25-year Transportation Plan - Go Columbus

Transportation Plan

The current 2012 Transportation Plan is a .pdf document that can be downloaded here:

Transportation Plan 2012 - 2037

The primary role of the Transportation Plan is to estimate the future transportation needs of the community so that decisions made today are taking us to where we need to be tomorrow. The Transportation Plan covers a period of twenty-five years.

The planning process behind the creation of a transportation plan involves multiple steps and issues.

The first step for any planning process is an examination of the base conditions. This involves looking at both the current situation as well as past planning that has led you to the current conditions. Typical questions to ask include:

  • Where are we today?
  • What are our current transportation network strengths and weaknesses?
  • What were the elements of transportation plans of the past?
  • What was and was not done as a result of past plans?
  • What from past plans still needs to be done?
  • Once the base (or current) conditions have been examined, then the process of charting the future begins. Many different aspects must be considered such as future demographics and growth patterns of the community. Typical questions that must be answered are:
  • How many people will live here in twenty five years?
  • How old will these people be?
  • In what industry segments will they work?
  • Where and in what will they live?
  • How much money will they earn?

Demographic Data
The demographic data is translated into numbers of households. Using guidance from the comprehensive land usage plans, the future growth of the area is estimated. This data serves as the basis for estimating travel demand. In other words, how much road capacity is needed to support our future driving habits?
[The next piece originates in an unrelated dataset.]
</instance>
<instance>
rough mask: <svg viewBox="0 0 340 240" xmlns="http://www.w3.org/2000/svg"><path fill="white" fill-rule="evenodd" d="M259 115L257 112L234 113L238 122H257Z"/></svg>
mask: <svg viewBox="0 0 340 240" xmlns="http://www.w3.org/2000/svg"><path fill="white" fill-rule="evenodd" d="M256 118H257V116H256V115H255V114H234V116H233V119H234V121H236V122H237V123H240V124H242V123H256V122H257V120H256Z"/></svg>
To all of this we then make estimates of future trends in transportation. Will people drive more or less in the future? Will there be rail service in Columbus in twenty five years? Will people bicycle more in the future?

Community values are then added to the puzzle. These are recorded via direct input from the public and data collection from other planning efforts.

With all of this (and more), decisions about how much of what kind of infrastructure needs to be where and by when, can be made.